Bases: BaseComponent

Aggregates overlapping detections/segmentations from tiled inference.

Requirements

infer_gdf with geometry, object_id, tile_path columns
Score columns based on config weights (detector_score/segmenter_score)

Produces

Merged GeoDataFrame with aggregator_score
GeoPackage files (aggregated + pre-aggregated)
COCO file

Source code in canopyrs/engine/components/aggregator.py

class AggregatorComponent(BaseComponent):
    """
    Aggregates overlapping detections/segmentations from tiled inference.

    Requirements:
        - infer_gdf with geometry, object_id, tile_path columns
        - Score columns based on config weights (detector_score/segmenter_score)

    Produces:
        - Merged GeoDataFrame with aggregator_score
        - GeoPackage files (aggregated + pre-aggregated)
        - COCO file
    """

    name = 'aggregator'

    BASE_REQUIRES_STATE = {StateKey.INFER_GDF, StateKey.PRODUCT_NAME}
    BASE_REQUIRES_COLUMNS = {Col.GEOMETRY, Col.OBJECT_ID, Col.TILE_PATH}

    BASE_PRODUCES_STATE = {StateKey.INFER_GDF, StateKey.INFER_COCO_PATH}
    BASE_PRODUCES_COLUMNS = {Col.AGGREGATOR_SCORE}

    BASE_STATE_HINTS = {
        StateKey.INFER_GDF: (
            "Aggregator needs a GeoDataFrame with detections/segmentations. "
            "Add a detector or segmenter before aggregator in the pipeline."
        ),
    }

    BASE_COLUMN_HINTS = {
        Col.GEOMETRY: "GeoDataFrame must have a 'geometry' column with polygon geometries.",
        Col.OBJECT_ID: "Each detection needs a unique 'canopyrs_object_id'. Created by detector/segmenter.",
        Col.TILE_PATH: "Each detection needs a 'tile_path' column indicating source tile.",
    }

    def __init__(
        self,
        config: AggregatorConfig,
        parent_output_path: str = None,
        component_id: int = None
    ):
        super().__init__(config, parent_output_path, component_id)

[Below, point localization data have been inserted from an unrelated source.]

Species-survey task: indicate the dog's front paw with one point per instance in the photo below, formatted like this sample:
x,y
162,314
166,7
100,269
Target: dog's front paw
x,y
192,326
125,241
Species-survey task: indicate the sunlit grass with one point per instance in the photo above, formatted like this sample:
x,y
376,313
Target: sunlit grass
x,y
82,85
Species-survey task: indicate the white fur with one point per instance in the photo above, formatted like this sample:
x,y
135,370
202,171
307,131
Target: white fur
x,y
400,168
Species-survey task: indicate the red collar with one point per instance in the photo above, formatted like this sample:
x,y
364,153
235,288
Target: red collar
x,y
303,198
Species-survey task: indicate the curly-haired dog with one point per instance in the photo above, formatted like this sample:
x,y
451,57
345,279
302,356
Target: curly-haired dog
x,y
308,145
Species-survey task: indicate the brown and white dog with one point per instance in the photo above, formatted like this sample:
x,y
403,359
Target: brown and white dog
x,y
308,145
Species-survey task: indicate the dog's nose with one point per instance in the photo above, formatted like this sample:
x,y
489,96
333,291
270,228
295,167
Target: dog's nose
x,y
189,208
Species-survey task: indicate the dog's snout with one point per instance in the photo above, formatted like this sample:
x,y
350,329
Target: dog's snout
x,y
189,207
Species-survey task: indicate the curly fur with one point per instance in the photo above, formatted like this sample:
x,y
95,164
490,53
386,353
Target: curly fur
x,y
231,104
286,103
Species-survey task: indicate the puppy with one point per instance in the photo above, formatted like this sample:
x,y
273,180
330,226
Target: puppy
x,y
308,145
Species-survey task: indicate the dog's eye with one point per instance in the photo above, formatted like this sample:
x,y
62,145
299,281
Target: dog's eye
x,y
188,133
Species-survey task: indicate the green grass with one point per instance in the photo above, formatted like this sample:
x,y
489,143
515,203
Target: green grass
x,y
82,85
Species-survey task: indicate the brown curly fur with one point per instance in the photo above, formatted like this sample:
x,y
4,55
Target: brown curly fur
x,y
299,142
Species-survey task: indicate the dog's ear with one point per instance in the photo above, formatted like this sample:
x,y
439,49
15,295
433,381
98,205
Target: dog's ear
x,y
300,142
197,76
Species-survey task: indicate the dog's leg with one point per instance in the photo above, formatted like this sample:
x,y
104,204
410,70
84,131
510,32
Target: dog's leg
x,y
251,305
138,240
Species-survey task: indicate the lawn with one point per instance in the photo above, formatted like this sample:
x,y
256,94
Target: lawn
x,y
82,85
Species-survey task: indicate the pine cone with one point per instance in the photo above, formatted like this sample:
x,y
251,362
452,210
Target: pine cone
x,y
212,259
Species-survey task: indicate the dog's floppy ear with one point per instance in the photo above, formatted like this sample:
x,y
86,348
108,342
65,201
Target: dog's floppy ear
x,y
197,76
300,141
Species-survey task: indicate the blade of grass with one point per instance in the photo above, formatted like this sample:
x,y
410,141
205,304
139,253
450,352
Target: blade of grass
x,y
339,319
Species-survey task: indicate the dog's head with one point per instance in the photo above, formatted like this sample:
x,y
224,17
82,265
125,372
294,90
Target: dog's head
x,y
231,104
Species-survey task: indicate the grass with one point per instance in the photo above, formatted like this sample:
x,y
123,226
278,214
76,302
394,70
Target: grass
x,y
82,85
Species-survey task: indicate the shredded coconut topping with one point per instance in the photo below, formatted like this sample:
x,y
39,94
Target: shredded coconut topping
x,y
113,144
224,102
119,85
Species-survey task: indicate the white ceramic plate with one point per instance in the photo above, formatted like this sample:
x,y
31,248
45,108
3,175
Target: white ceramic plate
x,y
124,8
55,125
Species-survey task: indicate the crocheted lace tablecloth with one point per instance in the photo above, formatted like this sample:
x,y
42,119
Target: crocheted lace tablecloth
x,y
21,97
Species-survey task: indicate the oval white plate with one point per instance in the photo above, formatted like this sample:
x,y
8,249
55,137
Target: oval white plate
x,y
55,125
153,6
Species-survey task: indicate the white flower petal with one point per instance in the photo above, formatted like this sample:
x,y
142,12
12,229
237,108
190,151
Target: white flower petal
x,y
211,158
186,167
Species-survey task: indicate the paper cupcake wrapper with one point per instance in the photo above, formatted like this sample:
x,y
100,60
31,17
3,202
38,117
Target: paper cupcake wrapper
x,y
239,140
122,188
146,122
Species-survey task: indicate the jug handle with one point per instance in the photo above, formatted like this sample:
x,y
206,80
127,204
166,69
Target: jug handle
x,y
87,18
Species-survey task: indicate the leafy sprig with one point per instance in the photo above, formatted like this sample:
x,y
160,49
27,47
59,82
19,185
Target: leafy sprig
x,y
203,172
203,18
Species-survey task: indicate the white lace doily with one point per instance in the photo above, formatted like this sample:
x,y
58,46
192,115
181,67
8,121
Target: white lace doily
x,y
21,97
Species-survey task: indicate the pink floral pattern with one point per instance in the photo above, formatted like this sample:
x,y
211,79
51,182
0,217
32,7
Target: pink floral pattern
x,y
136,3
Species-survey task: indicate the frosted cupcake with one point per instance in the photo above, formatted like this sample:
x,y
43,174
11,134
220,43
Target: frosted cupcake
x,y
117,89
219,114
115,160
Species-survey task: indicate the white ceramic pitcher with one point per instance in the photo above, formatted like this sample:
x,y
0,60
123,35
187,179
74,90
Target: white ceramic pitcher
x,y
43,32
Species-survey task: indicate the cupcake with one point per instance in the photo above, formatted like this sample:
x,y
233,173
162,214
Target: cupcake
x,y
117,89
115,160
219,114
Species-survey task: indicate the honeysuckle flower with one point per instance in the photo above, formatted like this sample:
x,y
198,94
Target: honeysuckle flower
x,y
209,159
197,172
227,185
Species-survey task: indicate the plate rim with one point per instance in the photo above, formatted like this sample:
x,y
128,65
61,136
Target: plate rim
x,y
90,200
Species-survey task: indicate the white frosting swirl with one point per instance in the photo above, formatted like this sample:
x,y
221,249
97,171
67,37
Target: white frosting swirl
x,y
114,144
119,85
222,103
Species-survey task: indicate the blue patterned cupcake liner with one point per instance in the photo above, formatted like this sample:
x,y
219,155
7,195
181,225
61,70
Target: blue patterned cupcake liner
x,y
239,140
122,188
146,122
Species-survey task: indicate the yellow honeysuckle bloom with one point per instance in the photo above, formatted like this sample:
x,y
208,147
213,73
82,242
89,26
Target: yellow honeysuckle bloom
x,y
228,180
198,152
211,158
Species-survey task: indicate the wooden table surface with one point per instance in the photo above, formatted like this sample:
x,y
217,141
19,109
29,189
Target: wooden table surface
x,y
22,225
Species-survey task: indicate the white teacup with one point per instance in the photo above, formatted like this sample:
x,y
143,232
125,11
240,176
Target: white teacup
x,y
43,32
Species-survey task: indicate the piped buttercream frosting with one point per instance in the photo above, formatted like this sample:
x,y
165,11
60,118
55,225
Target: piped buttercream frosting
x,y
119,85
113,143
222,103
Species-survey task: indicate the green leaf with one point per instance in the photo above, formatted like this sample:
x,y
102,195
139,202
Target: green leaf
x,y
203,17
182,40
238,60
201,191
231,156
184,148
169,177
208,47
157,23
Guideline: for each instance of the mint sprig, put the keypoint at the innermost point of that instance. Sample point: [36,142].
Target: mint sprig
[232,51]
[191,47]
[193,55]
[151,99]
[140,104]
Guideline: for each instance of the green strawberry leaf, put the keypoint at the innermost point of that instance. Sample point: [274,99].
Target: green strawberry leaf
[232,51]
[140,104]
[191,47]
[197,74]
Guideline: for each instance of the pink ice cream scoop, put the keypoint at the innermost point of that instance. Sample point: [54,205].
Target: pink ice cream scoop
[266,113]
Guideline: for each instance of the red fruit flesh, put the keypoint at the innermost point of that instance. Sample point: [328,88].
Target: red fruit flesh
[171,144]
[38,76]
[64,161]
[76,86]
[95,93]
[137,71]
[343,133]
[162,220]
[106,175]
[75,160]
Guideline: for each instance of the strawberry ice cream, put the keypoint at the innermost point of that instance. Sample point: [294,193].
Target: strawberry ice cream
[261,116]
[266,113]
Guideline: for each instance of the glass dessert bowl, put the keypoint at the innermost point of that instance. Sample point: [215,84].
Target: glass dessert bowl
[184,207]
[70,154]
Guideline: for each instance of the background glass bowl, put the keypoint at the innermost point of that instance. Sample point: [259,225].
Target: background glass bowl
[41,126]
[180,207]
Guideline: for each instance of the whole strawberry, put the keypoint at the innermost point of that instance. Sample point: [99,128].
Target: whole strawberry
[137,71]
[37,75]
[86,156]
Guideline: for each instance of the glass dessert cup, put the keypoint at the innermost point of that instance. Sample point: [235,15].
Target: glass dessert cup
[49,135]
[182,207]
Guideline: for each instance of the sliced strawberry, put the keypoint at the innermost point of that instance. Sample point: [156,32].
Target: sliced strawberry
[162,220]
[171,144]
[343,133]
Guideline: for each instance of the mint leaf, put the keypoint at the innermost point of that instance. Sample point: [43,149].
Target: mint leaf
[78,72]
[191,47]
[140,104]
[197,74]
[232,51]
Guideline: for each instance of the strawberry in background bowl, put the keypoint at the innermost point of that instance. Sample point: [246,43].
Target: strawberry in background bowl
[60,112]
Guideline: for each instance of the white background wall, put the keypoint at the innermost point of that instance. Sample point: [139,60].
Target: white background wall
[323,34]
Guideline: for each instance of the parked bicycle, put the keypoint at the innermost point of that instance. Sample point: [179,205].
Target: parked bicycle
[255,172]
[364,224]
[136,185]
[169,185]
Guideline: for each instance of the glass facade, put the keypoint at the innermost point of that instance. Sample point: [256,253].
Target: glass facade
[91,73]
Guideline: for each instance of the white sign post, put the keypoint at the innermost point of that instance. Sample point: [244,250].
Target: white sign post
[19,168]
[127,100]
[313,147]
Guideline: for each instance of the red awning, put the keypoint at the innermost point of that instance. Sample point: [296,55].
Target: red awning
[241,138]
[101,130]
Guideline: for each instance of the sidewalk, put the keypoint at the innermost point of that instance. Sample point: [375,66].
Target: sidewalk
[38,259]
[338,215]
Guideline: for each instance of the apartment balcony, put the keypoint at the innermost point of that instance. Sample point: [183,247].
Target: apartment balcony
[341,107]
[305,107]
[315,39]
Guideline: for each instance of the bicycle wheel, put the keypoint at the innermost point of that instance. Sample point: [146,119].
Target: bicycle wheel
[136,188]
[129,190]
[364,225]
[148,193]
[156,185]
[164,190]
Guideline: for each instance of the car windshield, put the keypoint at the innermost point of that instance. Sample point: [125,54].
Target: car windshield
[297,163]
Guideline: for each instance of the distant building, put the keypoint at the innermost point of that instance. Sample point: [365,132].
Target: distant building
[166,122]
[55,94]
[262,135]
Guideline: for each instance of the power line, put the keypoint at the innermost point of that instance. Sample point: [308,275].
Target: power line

        # Set base requirements
        self.requires_state = set(self.BASE_REQUIRES_STATE)
        self.requires_columns = set(self.BASE_REQUIRES_COLUMNS)
        self.produces_state = set(self.BASE_PRODUCES_STATE)
        self.produces_columns = set(self.BASE_PRODUCES_COLUMNS)

        # Set hints
        self.state_hints = dict(self.BASE_STATE_HINTS)
        self.column_hints = dict(self.BASE_COLUMN_HINTS)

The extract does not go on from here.